Mais pour en être certain, il faudra juger à la lumière des faits, car certaines ambiguïtés introduites dans le dispositif pourraient faire changer la donne. Notamment la possibilité donnée aux propriétaires bailleurs d'appliquer un complément de loyer pour dépasser les plafonds. Celle-ci est très mal définie. La loi prévoit concrètement d'appliquer un complément de loyer aux logements présentant des qualités particulières (de localisation ou de confort) par rapport aux logements de la même catégorie situés dans le même secteur géographique. Mais sans plus de précisions. Ce qui pourrait ouvrir la porte à quelques abus.

Du reste, chaque incertitude donnera des arguments supplémentaires aux professionnels de l'immobilier pour faire limiter le champ d'application de la réforme. Eux qui ont déjà obtenu de restreindre le périmètre de la loi à Paris intramuros dans un premier temps.

Les professionnels du secteur voient dans cette loi une remise en cause des libertés des propriétaires bailleurs. Pour convaincre les dirigeants politiques, ils avancent le risque de réduction de l'offre de location de la part de propriétaires mécontents qui retireraient leurs biens du marché, et ne les entretiendraient plus. Ils définissent ainsi la loi sur l'encadrement des loyers comme un nonsens économique, révélatrice d'une absence de pragmatisme, et anéantissant la confiance sur un marché en crise. Dont acte.

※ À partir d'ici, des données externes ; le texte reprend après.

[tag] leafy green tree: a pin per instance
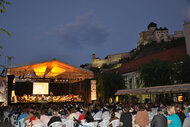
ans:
(108, 83)
(156, 73)
(3, 10)
(181, 69)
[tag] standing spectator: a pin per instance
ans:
(180, 114)
(142, 117)
(173, 119)
(44, 118)
(113, 117)
(37, 119)
(185, 105)
(159, 120)
(54, 118)
(187, 120)
(126, 118)
(22, 116)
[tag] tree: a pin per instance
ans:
(156, 73)
(3, 10)
(108, 83)
(181, 69)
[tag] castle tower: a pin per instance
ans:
(152, 26)
(186, 26)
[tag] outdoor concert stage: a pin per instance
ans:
(49, 81)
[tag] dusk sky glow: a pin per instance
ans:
(72, 30)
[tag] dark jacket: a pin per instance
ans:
(159, 121)
(126, 119)
(181, 116)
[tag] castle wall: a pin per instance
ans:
(187, 36)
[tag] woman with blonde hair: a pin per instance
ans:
(173, 119)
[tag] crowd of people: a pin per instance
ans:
(102, 115)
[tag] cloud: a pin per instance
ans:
(84, 31)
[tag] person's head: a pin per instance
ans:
(73, 110)
(126, 109)
(189, 111)
(141, 107)
(113, 115)
(37, 115)
(178, 109)
(171, 110)
(185, 105)
(159, 111)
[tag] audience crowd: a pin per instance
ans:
(97, 115)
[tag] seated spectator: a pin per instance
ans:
(44, 118)
(72, 114)
(30, 114)
(22, 116)
(126, 118)
(37, 119)
(54, 118)
(88, 117)
(82, 116)
(173, 119)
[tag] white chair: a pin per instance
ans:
(115, 123)
(39, 125)
(69, 123)
(55, 124)
(104, 123)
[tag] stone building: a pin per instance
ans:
(129, 69)
(110, 59)
(157, 35)
(187, 35)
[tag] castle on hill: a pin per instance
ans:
(154, 34)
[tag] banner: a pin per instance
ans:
(2, 88)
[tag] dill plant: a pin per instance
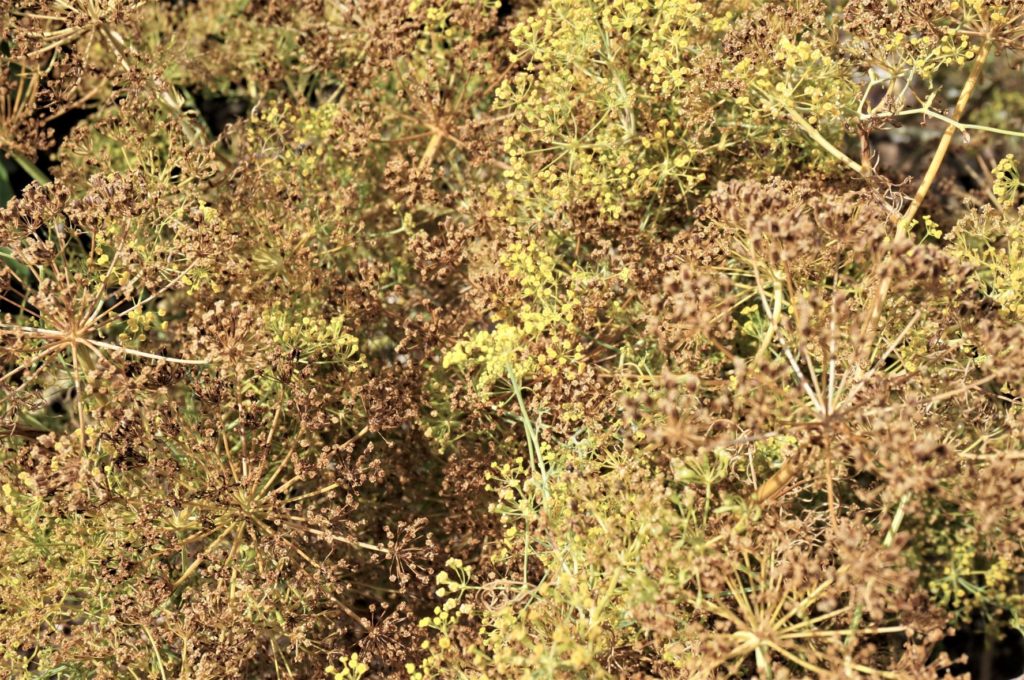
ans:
(462, 338)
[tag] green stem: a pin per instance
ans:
(31, 168)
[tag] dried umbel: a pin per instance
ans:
(458, 338)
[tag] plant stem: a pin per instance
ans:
(947, 137)
(813, 133)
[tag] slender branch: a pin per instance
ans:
(813, 133)
(947, 137)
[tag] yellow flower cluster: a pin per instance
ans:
(1008, 181)
(805, 78)
(598, 80)
(993, 244)
(352, 669)
(313, 338)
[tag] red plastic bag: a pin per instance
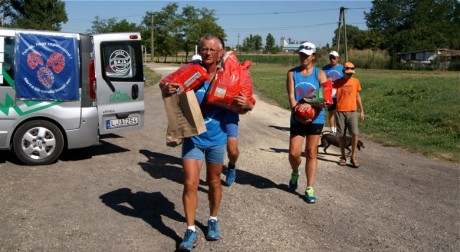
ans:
(230, 82)
(188, 76)
(327, 91)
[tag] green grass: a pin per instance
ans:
(416, 110)
(151, 78)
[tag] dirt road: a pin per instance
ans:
(125, 195)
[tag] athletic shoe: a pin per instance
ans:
(231, 176)
(293, 181)
(190, 241)
(213, 230)
(310, 195)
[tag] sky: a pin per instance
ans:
(313, 21)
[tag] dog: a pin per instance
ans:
(329, 139)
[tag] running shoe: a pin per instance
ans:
(293, 181)
(310, 195)
(231, 176)
(213, 230)
(190, 241)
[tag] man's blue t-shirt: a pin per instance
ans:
(214, 119)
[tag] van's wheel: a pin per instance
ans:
(38, 142)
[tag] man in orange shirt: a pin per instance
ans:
(348, 99)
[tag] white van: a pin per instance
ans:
(62, 90)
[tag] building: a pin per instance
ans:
(436, 58)
(289, 46)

Pourtant, l'encadrement des loyers peut potentiellement avoir des effets très favorables sur l'économie française, si l'on part du principe qu'il réduira le coût pour se loger de certains ménages locataires. Car la forte croissance des prix de l'immobilier a souvent été désignée comme l'une des causes des maux de l'économie française, voire de sa perte de compétitivité. Que ce soit à cause de la pression sur les salaires nominaux qui en découle, de l'éloignement des salariés de leur lieu de travail, ou même de l'impossibilité pour les ménages de dégager des marges de manoeuvre financières pour consommer ou épargner autre chose que de l'immobilier. Autant de leviers qui ne sont pas à négliger en période de crise.